Serap Alıcıoğlu Akışık tarafından 2006 yılında kurulan Atölye Silis, 2023-2024 sezonunu zamansız bir sergiyle taçlandırdı. Atölye Silis’in yılın bu son seramik sergisindeki teması, tarihsel derinliği ile geçmişi ve bugünü buluşturan “totem” oldu. 21 Mayıs günü sanatseverlerin ziyaretine açılan sergi, çalışmalarını yıl boyunca Atölye Silis’te yürüten 19 kadın sanatçının totem kavramına yükledikleri kişisel anlamlardan yola çıkarak oluşturdukları seramik eserleri kapsıyor. Sergi, 31 Mayıs’a kadar Atölye Silis’te görülebilecek.
Seramik sanatı sembolik ve kültürel önemiyle modern hayata kusursuz bir şekilde entegre olmaya devam ediyor. Totem kültü ise insanlık tarihinin inanç ve pratiklerini cisimleştirerek bugünün gündelik yaşamında yer buluyor. Serap Alıcıoğlu Akışık tarafından 2006 yılında kurulan Atölye Silis, bu iki zamansız değeri bir araya getirdi ve parçadan bütüne uyum üzerine kurulu ‘Silis Totemleri’ sergisini sanatseverlerle buluşturdu.
Atölye Silis’in BESS projesi kapsamında Serap Alıcıoğlu Akışık’ın fikir ve konsept liderliğinde, Ender Baloğlu, Banu Sandal ve Semra Tolunay küratörlüğünde gerçekleşen sergi; 19 kadın sanatçının totem kavramına yükledikleri kişisel anlamlardan yola çıkarak oluşturdukları seramik eserleri kapsıyor. 31 Mayıs’a kadar Atölye Silis’te görülebilecek olan sergide; Ayşe Buğdaycı, Ayşegül Bensel, Banu Sandal, Çilem Çatak, Dünya Manizade Sezer, Ece Mızrakçı, Figen Aligüvey, İmre Yıldız, İvet Mizrahi, Meltem Eltemur, Mina Pamir, Orkide Gökhan, Oya İnal, Özgür Yayıcı, Sara Akaltun, Serra Kınav, Sibel Arantekin, Şule Zeybek, Zeynep Ökten’in birbirinden özgün çalışmaları yer alıyor. Her bir sanatçının seramik sanatı aracılığıyla kendi totemini yarattığı üretim süreci, sanatseverlerden büyük beğeni toplayan sergi ile ortak bir yolculuğun hikayesine dönüşüyor.

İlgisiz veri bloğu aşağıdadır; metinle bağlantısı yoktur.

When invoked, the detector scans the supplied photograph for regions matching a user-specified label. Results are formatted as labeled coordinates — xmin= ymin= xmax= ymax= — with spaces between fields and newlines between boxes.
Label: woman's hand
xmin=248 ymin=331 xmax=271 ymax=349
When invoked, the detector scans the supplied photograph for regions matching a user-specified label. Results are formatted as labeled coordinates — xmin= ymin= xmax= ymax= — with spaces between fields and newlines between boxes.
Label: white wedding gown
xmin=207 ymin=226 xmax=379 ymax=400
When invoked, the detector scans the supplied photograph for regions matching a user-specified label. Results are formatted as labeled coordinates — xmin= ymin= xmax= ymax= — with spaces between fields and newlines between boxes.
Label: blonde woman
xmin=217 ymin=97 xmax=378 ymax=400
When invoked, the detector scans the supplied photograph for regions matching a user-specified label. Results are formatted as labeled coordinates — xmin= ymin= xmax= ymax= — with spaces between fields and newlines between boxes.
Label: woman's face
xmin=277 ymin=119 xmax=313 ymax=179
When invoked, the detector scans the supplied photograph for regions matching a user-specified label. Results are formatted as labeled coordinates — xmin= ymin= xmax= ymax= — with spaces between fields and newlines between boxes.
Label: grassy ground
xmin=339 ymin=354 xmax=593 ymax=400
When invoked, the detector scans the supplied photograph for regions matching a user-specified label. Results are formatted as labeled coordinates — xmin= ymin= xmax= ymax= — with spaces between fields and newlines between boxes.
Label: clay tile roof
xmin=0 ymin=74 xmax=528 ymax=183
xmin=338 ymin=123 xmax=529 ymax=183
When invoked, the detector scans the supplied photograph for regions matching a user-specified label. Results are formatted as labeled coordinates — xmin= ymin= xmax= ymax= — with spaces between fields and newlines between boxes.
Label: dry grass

“Kendine has ama bir bütün olarak uyumlu çalışmalar ortaya koyduk”
Serginin oluşum süreci hakkında konuşan Serap Alıcıoğlu Akışık, “Silis kadınlarının Atölye Silis’teki birlikteliği çok uzun yıllara dayanıyor. Onlar artık ortak pek çok normu, duyguyu ve düşünceyi birlik duygusu içinde paylaşan bir topluluk haline geldiler. Bu sezonun başında yıl sonunda bir sergi açmayı düşündüğümü ve serginin temasının ‘totem’ olacağını belirttim. Herkesten bir totem oluşturmalarını rica ettim. Totemlerin oluşumunun düşünsel, fiziksel, ruhsal açıdan uzun bir süreç olacağını ve parçadan bütüne ulaşma sürecinin keyifli bir yolculuk olacağını öngördüm. Tam da düşündüğüm gibi oldu. Bu yolculuğun her bir adımında oluşacak totemlerin izini aradık. Totem kelimesinin işaret ettiği gibi kendi nişanemize ulaşmaya çalıştık. Yaptık, bozduk. Zamana yaydık. Ve bulduk. Her birimiz kendi içsel yolculuğumuzu totemimizle cisimleştirirken, kolektif bir bilincin oluşumuna da şahit olduk. Sonuçta her bir Silis kadını, şahane, kendine has ama bir bütün olarak uyumlu çalışmalar ortaya koydu” ifadelerini kullandı.